Desde que era un muchacho, Omar pasaba la mayor parte del tiempo en la zona de sombra. Apenas salía de ella, del círculo cerrado de sus pensamientos. Iba de compras, saludaba a sus amigos, hablaba por teléfono, visitaba a su madre, veía la televisión, acudía a su puesto de trabajo, pero la mayoría de las veces estaba en un mundo exclusivo y recóndito, ausente de todo. Tal vez algún suceso de la infancia lo hiciera recluirse desde muy pequeño en aquel lugar y evitar el sufrimiento de mezclar su vida con la de otros. No observaba el color del cielo, los automóviles que pasaban, no veía las flores, la ropa alegre de las muchachas, los insectos, las mariposas que volaban al ras de sus ojos, no sentía frío o calor, no escuchaba las conversaciones de sus conocidos o sus compañeros de trabajo, no captaba el olor de la comida ni la saboreaba en su boca. Solo se entregaba por completo a la alegría, al sentimiento de estar vivo en muy contadas ocasiones que pasaban fugaces como ráfagas de viento.
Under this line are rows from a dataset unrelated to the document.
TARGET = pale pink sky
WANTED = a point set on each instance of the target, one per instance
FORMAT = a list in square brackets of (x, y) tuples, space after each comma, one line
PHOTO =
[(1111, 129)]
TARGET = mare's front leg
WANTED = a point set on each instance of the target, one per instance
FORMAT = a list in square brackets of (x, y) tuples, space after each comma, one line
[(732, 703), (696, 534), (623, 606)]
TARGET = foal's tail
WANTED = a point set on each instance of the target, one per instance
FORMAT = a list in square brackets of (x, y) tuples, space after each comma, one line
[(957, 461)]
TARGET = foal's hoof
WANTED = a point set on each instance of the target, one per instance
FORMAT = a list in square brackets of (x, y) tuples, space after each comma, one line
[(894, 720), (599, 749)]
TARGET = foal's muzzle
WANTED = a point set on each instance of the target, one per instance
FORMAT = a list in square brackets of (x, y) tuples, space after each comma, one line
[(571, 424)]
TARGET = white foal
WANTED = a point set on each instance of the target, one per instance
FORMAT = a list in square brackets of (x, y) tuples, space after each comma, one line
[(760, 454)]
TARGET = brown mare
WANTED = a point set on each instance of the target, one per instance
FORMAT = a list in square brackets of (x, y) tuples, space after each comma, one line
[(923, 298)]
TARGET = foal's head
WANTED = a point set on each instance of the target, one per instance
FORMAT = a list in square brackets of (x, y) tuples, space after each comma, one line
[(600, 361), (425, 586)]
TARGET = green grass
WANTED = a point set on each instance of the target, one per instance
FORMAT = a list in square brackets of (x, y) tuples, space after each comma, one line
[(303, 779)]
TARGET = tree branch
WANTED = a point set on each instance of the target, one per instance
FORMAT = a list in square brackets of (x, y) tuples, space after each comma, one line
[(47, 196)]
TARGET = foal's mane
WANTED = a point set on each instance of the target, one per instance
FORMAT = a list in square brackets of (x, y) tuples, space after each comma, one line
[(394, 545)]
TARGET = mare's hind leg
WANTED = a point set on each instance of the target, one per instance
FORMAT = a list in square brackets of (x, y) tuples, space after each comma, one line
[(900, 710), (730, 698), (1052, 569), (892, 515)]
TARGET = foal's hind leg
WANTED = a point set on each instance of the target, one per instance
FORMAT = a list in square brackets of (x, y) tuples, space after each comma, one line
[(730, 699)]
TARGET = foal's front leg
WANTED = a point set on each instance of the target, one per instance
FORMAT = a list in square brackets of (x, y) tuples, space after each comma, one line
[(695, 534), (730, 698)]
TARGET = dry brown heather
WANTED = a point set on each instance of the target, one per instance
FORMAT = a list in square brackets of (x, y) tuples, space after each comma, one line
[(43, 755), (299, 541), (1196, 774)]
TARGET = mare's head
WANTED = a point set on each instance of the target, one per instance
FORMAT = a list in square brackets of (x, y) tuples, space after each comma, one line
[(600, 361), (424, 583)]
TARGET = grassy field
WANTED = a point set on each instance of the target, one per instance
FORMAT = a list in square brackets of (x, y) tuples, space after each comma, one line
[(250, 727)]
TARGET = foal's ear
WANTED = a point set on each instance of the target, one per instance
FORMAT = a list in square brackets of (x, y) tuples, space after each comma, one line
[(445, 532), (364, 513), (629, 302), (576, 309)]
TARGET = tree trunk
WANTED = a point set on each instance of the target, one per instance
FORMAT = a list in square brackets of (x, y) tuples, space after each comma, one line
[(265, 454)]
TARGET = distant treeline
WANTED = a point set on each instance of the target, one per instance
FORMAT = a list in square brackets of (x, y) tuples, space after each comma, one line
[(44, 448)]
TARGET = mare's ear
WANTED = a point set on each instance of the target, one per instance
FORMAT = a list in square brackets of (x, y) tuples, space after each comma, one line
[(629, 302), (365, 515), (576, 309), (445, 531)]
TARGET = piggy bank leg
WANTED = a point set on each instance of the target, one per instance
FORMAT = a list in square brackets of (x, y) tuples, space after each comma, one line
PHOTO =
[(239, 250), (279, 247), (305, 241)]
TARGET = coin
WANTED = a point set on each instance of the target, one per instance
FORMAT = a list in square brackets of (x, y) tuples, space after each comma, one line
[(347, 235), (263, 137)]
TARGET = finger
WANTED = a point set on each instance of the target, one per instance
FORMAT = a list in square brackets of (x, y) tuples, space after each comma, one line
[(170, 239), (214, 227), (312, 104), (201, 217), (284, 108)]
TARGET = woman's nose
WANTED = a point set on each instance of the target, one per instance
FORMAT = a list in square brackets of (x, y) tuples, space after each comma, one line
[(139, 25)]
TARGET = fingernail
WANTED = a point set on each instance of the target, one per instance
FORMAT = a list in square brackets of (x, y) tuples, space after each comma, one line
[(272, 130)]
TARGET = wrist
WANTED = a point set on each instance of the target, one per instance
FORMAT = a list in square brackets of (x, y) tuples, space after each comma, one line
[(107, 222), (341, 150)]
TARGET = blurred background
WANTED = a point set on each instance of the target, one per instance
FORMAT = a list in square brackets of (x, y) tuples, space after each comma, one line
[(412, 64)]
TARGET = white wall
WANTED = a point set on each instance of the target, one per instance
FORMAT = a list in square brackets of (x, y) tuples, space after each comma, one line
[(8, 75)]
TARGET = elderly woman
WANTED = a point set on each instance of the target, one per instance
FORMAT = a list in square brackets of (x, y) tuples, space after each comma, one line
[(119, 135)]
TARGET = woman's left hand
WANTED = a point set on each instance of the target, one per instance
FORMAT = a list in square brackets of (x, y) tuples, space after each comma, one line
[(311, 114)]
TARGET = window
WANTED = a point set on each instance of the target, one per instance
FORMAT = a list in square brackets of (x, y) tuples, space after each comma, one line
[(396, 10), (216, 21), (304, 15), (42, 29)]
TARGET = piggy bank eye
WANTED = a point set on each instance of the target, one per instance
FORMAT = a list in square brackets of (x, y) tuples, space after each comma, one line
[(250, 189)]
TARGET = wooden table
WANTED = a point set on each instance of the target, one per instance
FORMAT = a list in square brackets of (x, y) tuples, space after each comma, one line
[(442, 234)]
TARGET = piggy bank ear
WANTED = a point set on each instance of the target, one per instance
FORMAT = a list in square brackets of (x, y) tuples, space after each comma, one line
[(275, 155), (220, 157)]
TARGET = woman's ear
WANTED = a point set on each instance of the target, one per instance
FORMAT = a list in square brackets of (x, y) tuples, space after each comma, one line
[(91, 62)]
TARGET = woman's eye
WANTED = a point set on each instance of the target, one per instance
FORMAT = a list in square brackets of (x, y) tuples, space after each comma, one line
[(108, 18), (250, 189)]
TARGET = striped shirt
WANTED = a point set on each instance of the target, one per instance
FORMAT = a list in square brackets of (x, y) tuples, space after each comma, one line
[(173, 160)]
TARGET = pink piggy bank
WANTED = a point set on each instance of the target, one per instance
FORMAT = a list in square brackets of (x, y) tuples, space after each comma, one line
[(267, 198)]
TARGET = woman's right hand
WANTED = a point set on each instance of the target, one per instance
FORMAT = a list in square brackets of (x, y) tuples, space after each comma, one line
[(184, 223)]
Omar amaba los libros. Pasaba horas leyendo, pero rara vez se sumergía en sus páginas por completo, hasta olvidarse de todo. Acudía a menudo al cine, solo, pero no se fijaba en el color de pelo o en los ojos de la protagonista, en sus gestos ocultos o en el significado de sus miradas perdidas. Amaba el mar y la naturaleza, pero apenas sentía una sensación de bienestar ante ellos volvía su cabeza y regresaba a su castillo interior. En cuanto a sí mismo, evitaba los dilemas, los conflictos, los arrinconaba esperando que el tiempo los transformase en hojarasca y que volaran en la brisa tal y como habían llegado a su vida.

Algunas mujeres buscaban su compañía. Omar era amable y educado y ellas llegaban a creer que podía ser el hombre perfecto, pues el muchacho no mostraba jamás el animal oscuro que guardaba en su interior, el espacio de las tinieblas. Solo tuvo amores a medias. Nunca se decidió a dar los pasos necesarios, a arriesgar su destino, a jugarse la vida por una muchacha.

Con los años, como tal vez nos suceda a todos, casados o solteros, enamorados o indigentes del amor, sus respuestas se fueron haciendo más simples, su vejez se llenó de horas y días idénticos, de gestos automáticos. Nunca le faltó el dinero. Se jubiló y vivió solo, leyendo, paseando, cada vez más adentro de su tiniebla atroz, más ajeno que nunca a su entorno y a aquellos que pudieron ser sus otros destinos.

Una ambulancia lo esperaba en una ciudad del sur, donde había comprado un apartamento. Lo recogieron moribundo un día de lluvia en que estaba paseando por la playa, tras sufrir un ataque cardíaco. Dentro del vehículo de emergencia las luces iluminaban tenuemente la pantalla negra donde seguían fluyendo sin cesr sus pensamientos tortuosos, como un camino que conduce a la nada.